Democratic presidential candidate Elizabeth Warren called for the head of the Justice Department’s antitrust division to recuse himself from working on any investigations of Alphabet Inc.’s Google or Apple Inc. because of his past lobbying for both companies.

Warren wrote to Assistant Attorney General Makan Delrahim, who oversees the antitrust division, in a letter dated Tuesday that his past work advocating on behalf of the tech giants would create the appearance of a conflict of interest as the agency oversees antitrust scrutiny of both companies. The Massachusetts senator sent a similar letter calling for Delrahim’s recusal to a Justice Department ethics official.

“As the head of the antitrust division at the DOJ, you should not be supervising investigations into former clients who paid you tens of thousands of dollars to lobby the federal government,” Warren’s letter said. “American consumers and markets deserve the confidence that the DOJ will conduct any antitrust investigation into Google or Apple with integrity, impartiality, and with the best interest of competitive markets and consumers in mind.”

Warren’s letter comes days after the Justice Department and Federal Trade Commission divvied up antitrust oversight of Google, Facebook.com Inc., Amazon.com Inc., and Apple.
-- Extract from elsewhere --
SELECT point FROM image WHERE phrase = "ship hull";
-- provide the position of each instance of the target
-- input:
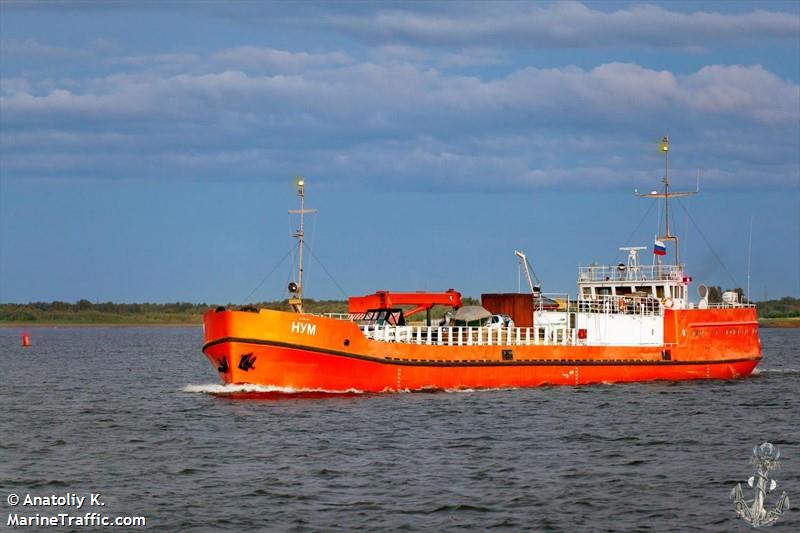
(304, 352)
Under that agreement, the Justice Department will pursue an antitrust investigation of Google and oversee any scrutiny of Apple while the Federal Trade Commission will be responsible for antitrust oversight of Amazon and Facebook. The House Judiciary Committee has also opened a separate investigation into competition issues in the technology industry.

Past lobbying

Google hired Delrahim in 2007, while he worked at the Brownstein Hyatt Farber Schreck LLP law firm, to lobby federal officials around its acquisition of digital advertising company DoubleClick. Google paid the firm at least $100,000 for the work, which officially ended the next year, according to federal lobbying disclosures. The $3.1 billion purchase of DoubleClick, which was approved by the Federal Trade Commission in 2007, could once again be under the microscope in Washington as the Justice Department looks at Google’s dominance in the digital advertising market.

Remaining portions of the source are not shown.